El último 30 de enero, con él como gerente general, se inauguró el remodelado Miraflores Bowling Park. Ahí, en la misma dirección de Bajada Balta, en el mismo lugar donde se realizaron campeonatos nacionales y sudamericanos, en el mismo lugar donde las glorias del bowling peruano dejaron la bandera de Perú bien alto.

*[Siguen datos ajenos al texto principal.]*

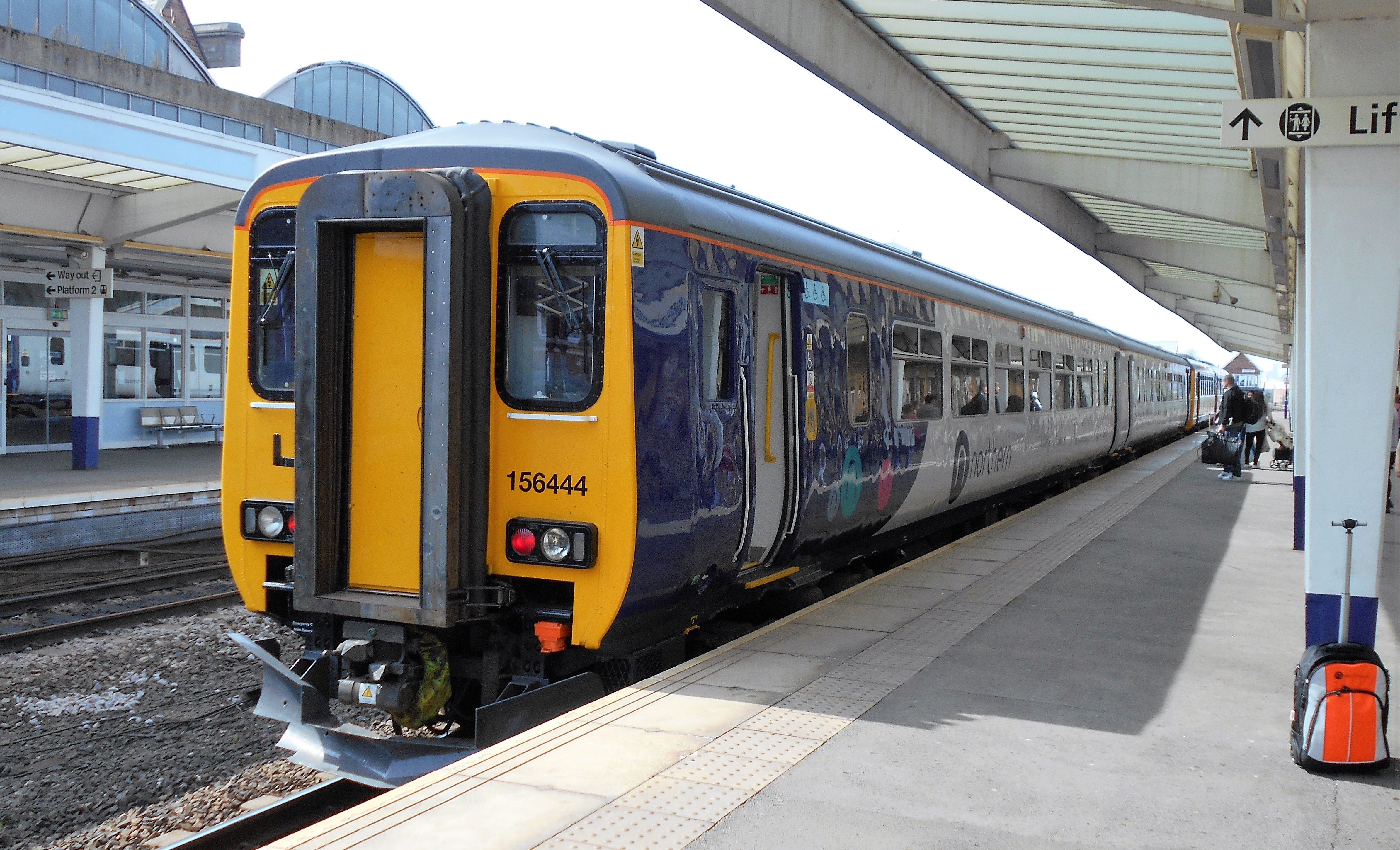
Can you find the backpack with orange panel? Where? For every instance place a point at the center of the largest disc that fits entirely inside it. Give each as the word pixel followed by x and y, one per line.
pixel 1342 699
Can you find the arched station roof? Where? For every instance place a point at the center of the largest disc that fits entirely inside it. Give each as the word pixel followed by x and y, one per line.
pixel 352 93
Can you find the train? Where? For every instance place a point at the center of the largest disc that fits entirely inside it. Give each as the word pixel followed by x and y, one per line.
pixel 531 416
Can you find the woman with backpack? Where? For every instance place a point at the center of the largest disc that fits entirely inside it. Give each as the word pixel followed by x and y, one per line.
pixel 1256 422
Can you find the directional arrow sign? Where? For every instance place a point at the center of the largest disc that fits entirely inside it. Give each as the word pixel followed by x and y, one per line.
pixel 1280 123
pixel 78 283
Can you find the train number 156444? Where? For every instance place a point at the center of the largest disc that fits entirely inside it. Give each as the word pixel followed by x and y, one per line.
pixel 540 482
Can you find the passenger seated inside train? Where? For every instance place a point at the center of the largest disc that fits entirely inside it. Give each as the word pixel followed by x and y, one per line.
pixel 933 408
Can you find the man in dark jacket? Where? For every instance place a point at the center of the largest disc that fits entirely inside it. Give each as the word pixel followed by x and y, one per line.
pixel 1234 412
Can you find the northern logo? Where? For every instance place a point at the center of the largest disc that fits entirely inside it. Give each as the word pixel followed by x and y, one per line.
pixel 962 465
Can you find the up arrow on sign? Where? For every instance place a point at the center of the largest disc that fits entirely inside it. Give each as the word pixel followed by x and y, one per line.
pixel 1311 123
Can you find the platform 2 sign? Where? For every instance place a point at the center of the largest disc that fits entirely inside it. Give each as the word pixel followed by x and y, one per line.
pixel 1311 123
pixel 78 283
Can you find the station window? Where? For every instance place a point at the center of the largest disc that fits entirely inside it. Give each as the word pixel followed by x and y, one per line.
pixel 716 332
pixel 554 267
pixel 272 295
pixel 919 372
pixel 1064 383
pixel 1010 393
pixel 859 369
pixel 969 379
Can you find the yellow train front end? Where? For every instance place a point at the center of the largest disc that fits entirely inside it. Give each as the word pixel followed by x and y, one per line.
pixel 429 463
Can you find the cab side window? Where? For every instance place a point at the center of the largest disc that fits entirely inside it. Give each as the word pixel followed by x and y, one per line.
pixel 716 332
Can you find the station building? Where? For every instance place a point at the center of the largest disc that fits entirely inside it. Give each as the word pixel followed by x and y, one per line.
pixel 120 152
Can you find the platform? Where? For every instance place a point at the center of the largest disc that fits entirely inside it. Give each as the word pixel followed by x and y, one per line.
pixel 136 494
pixel 1111 669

La diferencia es que ahora todo es nuevo.

DE LAS MINAS A LA CIUDAD

Si bien el Brunswick Bowl de Miraflores fue el primer espacio dedicado exclusivamente a esta actividad, en Perú se jugaba a los bolos desde comienzos del siglo XX. Se sabe que en la primera década, con la llegada de empresas norteamericanas, se armaron boleras en diferentes campamentos mineros y de extracción de petróleo. “Fueron los primeros sitios donde se aprendió a jugar bowling. En La Oroya, en Cerro de Pasco, en Talara; era el principal entretenimiento de los trabajadores que vivían ahí”, cuenta Aliaga, un ingeniero industrial que, desde que se unió con Brunswick, aprendió también a instalar pistas de bolos. “En todos estos años, habré colocado unas 500 pistas y en diferentes países. He viajado a Brasil, Chile, Colombia, Puerto Rico y otras zonas de Centroamérica”, revela.

Alberto Aliaga, gerente general del Bowling Miraflores Park, es una de las personas que más saben sobre bowling en el Perú. De hecho, ha instalado más de 500 pistas.
Alberto Aliaga, gerente general del Bowling Miraflores Park, es una de las personas que más saben sobre bowling en el Perú. De hecho, ha instalado más de 500 pistas.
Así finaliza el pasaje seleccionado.